Freitag, 9. Februar 2018

Fertiggezockt

Am Ende der Koalitionsverhandlungen wurde noch einmal kräftig Pseudospannung aufgebaut. Oh nein, die erste Verlängerung, dann die zweite - es wird doch nicht etwa?

Natürlich nicht. Allen Beteiligten war klar: Diese Koalition kommt zustande, egal wie. Es kam nur noch darauf an, wer besser pokert.

Und besser gepokert haben, sehr zu meinem Erstaunen, die Spezialdemokraten. Natürlich kann man nicht sagen, sie hätten ihre Überzeugungen durchsetzen können. Dazu müssten sie welche besitzen. Außer der natürlich, dass sie um jeden Preis regieren wollen. Was ich nicht vermutet habe, ist, dass die CDU so sehr mit dem Rücken zur Wand steht, dass sie sich im Postengeschacher so weit runterhandeln lässt. Außenministerium: SPD. Finanzministerium: SPD. Innenministerium: CSU.

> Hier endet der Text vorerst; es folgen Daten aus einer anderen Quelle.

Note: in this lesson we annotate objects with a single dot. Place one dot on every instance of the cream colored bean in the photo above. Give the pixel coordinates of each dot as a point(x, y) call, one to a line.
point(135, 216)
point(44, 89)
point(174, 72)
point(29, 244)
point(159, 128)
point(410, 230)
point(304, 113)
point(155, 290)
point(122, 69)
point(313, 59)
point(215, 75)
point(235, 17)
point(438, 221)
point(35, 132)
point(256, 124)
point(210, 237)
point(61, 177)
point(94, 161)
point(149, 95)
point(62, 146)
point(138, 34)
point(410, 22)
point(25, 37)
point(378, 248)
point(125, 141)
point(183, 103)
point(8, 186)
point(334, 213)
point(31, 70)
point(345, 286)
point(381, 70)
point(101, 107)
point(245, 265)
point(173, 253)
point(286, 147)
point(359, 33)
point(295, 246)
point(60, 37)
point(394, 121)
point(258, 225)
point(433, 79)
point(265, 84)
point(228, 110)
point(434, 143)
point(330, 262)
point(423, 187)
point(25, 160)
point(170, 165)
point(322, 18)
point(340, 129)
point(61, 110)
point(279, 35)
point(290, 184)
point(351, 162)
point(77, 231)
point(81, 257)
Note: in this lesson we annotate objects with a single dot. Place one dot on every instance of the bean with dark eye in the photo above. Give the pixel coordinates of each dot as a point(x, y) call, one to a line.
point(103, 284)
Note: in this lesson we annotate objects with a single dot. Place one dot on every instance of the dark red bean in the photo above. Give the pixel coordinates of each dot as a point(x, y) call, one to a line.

Besonders putzig finde ich das neu eingerichtete "Heimat"-Ressort. Ich hätte nicht für möglich gehalten, dass man die CSU so leicht  mit einem Verballeckerli ruhiggestellt bekommt. "Komm, darfst dich jetzt auch um die Heimat kümmern, wirst du wahrscheinlich genauso toll, wie ihr euch in den letzten vier Jahren ums Internet gekümmert habt, jetzt geh spielen." Natürlich ist es besorgniserregend, dass Seehofer Innenminister wird, aber wir haben auch Zimmermann, Schily, Schäuble und Kanther überstanden, da sollte es selbst Seehofer schwerfallen, einen neuen Negativrekord zu schaffen.

Andrea "Ätschi-Bätschi bis es quietscht" Nahles wird Parteichefin. Dann wird wohl bald das Pippi-Langstrumpf-Lied die Parteihymne. Zugegeben, mit einer siebenminütigen Rede auf dem SPD-Parteitag die Stimmung pro Koalition kippen zu können, ist eine Meisterleistung. Eine rhetorische Meisterleistung. Inhaltlich war die Rede dünn. Doch offenbar ist es genau das, was die Basis liebt: inhaltsleeres Gewäsch, emotional vorgetragen, und Claudia Roth war leider schon vergeben.

Den humoristischen Höhepunkt setzte ausgerechnet der ansonsten nicht gerade für Feinsinnigkeit und Sensibilität bekannte Noch-Außenminister Sigmar Gabriel, welcher der SPD "Wortbruch" vorwarf. Siggi, alter Freund und Chefstratege, kann es sein, dass du dich da ein ganz kleines bisschen verzockt hast? Ja, es war ein brillianter Schachzug vor dir, damals, vor einem Jahr als ungeliebter Parteichef beiseitezutreten, den bis dahin nahezu unbekannten Martin Schulz aufs Podest zu heben und sich zum Ruhestand ins Außenministerium zu verabschieden, einem Posten, auf dem selbst Klaus Kinkel nicht komplett inkompetent rüberkam. Schön hattest du es dir ausgemalt, denn so lange die SPD nicht ganz aus der Regierung fliegt, wird dein Nachfolger ja wohl kaum so undankbar sein, dich von diesem Posten wegzukicken.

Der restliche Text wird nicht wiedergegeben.